There are few views in Ireland more beautiful than that from the summit of the mound on which Cuchulainn’s mansion stood. It may not be so extensive as other views in the locality, but for beauty and variety it can hardly be exceeded. If admittance is obtained into the house that is built on the track of Cuchulainn’s, the view will be still finer. It is said by some that that house is haunted. It is to be hoped that it is; and that Cuchulainn’s ghost will drive away sleep from the eyes of every one of Patrick Byrne’s descendants who stop in it.

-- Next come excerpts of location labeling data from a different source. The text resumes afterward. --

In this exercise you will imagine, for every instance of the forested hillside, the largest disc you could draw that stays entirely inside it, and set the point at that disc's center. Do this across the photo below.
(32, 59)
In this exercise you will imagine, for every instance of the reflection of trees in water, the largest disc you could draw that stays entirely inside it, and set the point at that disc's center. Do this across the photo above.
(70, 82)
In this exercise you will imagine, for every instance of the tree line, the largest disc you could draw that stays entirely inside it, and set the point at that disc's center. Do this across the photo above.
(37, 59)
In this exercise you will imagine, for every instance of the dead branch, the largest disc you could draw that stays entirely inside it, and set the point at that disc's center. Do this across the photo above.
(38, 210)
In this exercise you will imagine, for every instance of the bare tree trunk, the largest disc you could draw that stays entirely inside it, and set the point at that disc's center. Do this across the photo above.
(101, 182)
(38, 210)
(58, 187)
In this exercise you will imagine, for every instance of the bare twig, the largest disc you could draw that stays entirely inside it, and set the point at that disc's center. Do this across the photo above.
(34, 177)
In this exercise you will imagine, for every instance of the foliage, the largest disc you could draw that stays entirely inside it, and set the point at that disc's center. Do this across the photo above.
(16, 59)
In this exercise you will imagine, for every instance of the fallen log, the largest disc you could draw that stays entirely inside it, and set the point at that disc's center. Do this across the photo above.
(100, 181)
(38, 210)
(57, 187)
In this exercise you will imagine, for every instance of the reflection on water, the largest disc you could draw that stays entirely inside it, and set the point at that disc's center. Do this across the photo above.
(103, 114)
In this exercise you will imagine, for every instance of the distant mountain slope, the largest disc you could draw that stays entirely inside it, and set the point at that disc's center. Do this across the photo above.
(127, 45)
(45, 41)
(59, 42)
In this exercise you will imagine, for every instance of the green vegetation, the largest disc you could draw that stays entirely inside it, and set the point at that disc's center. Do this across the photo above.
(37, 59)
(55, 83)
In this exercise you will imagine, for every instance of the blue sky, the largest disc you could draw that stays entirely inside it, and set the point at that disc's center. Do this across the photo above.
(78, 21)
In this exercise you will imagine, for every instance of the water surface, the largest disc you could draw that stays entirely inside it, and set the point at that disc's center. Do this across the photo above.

The ancient name of the country round Dundalk was Muirimhne; but it has not been called by that name for some centuries. It appears to have been the patrimony of Cuchulainn; for in the tale, in the “Book of the Dun Cow,” from which extracts have been given, Fann calls him, “Great chief of the plain of Muirimhne.” He, probably, or the clan of which he was the head, owned all that part of northern Louth where the land is level, and up to the foot of the Cooley hills. All the County Louth is fairly studded with ruins of one sort or another. It is one of the most interesting counties in Ireland in an antiquarian point of view. It contains the remains of nearly thirty castles in almost all stages of preservation. One of the finest of them is only a few hundred yards from the dun of Cuchulainn. It is not in the least ruined, but its architecture shows it to be one of the oldest castles erected by the Anglo-Normans in Ireland. Its style is almost exactly that of the castle at Trim, which we know was built before the end of the twelfth century. Like Dunsochly Castle, near Finglas, in the County Dublin, the one near Cuchulainn’s dun must have been inhabited at a comparatively recent date, for modern windows have been opened on its front. The only light that was admitted into those old castles was what came through the narrow slits in the walls, about three feet long and six or eight inches wide. These served the double purpose of letting in light and discharging arrows through them. It does not seem to be known by whom the very fine Norman Keep at Castletown, County Louth, was built. There are many larger castles of the same kind in different parts of Ireland, but there are not many of its age in such a good state of preservation. There is a church in the immediate proximity of the castle, and the exact date of its erection seems also unknown. It is in a state of almost utter ruin. The County Louth can boast of having been the birth-place of St Brigit. She was born at Fachart, only a few miles from Castletown, but it was in Kildare she spent almost all her life, and it was there she died and was buried.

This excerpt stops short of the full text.